Speaker Heike Riel (IBM Research) focused on computers for artificial intelligence and neuromorphic computing. The more artificial intelligence is used, she said, the more data would be generated. However, new, more powerful computers would be necessary to be able to use these volumes of data and resulting applications. According to Heike Riel, IBM uses “approximate computing” as a solution to powerful yet energy-efficient systems. Approximate computing leverages reduced-precision AI computation while hardly affecting the accuracy of the model at all. With this reduction – for example, from 32-bit systems to 4-bit systems – each halving of the word size quadruples the energy efficiency, even though these systems are still based on the von Neumann architecture. Further improvements, said Heike Riel, can be achieved by analogue in-memory computing, which uses new electronic and photonic components. In her conclusion, Heike Riel painted a picture of the future of computing as a combination of established and novel technologies (bits (hybrid cloud)), neurons (AI) and qubits (quantum computing).

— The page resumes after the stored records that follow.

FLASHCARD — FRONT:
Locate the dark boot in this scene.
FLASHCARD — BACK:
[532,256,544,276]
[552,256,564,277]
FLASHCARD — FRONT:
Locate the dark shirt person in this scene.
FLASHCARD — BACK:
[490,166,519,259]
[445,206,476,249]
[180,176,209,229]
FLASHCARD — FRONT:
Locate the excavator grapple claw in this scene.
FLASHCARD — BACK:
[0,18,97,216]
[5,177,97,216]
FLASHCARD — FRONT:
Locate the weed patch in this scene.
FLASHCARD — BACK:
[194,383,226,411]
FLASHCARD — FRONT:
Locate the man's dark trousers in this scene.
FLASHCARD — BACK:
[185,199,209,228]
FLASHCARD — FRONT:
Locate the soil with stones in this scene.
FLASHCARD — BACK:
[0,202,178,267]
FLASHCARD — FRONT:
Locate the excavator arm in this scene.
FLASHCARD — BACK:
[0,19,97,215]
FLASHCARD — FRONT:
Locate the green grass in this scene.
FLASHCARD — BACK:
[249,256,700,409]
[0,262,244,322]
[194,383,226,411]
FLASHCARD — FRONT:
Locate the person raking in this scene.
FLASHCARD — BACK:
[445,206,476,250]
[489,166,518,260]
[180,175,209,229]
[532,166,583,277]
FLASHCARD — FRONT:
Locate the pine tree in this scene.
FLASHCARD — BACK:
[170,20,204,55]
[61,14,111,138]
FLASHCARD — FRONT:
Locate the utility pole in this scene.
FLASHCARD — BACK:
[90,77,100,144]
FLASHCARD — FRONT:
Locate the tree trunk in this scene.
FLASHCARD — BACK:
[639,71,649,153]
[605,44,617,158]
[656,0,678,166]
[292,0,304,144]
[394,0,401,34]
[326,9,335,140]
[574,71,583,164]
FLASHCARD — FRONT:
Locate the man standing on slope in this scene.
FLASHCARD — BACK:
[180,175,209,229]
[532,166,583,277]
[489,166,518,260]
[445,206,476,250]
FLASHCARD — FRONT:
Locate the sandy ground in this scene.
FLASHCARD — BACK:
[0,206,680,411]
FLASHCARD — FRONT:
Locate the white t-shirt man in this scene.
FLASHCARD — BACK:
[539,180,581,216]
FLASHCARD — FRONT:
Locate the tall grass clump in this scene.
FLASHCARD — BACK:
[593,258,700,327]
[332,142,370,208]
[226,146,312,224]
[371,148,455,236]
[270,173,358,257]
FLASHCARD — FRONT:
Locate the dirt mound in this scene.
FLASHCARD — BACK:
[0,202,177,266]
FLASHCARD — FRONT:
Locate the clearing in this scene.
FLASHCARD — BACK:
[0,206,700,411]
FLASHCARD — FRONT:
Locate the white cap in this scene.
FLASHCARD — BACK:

acatech member Klaus Mainzer (Technical University of Munich) reminded the gathering that theoretical approaches to solving the problems with the von Neumann architecture had been predicted by Leon Chua (UC Berkeley) back in 1971. These took the form of the “memristor” (memory resistor). An enhancement of these memristors using optical technologies would speed up reaction time from milliseconds to nanoseconds. Also Klaus Mainzer suggested integrating conventional, neuromorphic and quantum computing into hybrid computing to solve the problems of an ever more complex civilisation in an energy-efficient way.
Reinhard Ploss commented on the developments in neuromorphic chips and predicted that their practical application was still a long way off. The main reason for this is that the (computational) cells have to be on the lower nanoscale, which results in a lack of precision for which software engineers are yet to find a solution. Therefore, an attractive option would be to use the capacity of neuromorphic chips in larger units at first before pressing ahead with reducing the size of the chips. This, said Reinhard Ploss, would require significant developments in the architecture for the applications to find practical use. However, they hold enormous potential for “edge AI applications” such as smart city, smart mobility and in medical diagnostics due to their power and energy efficiency.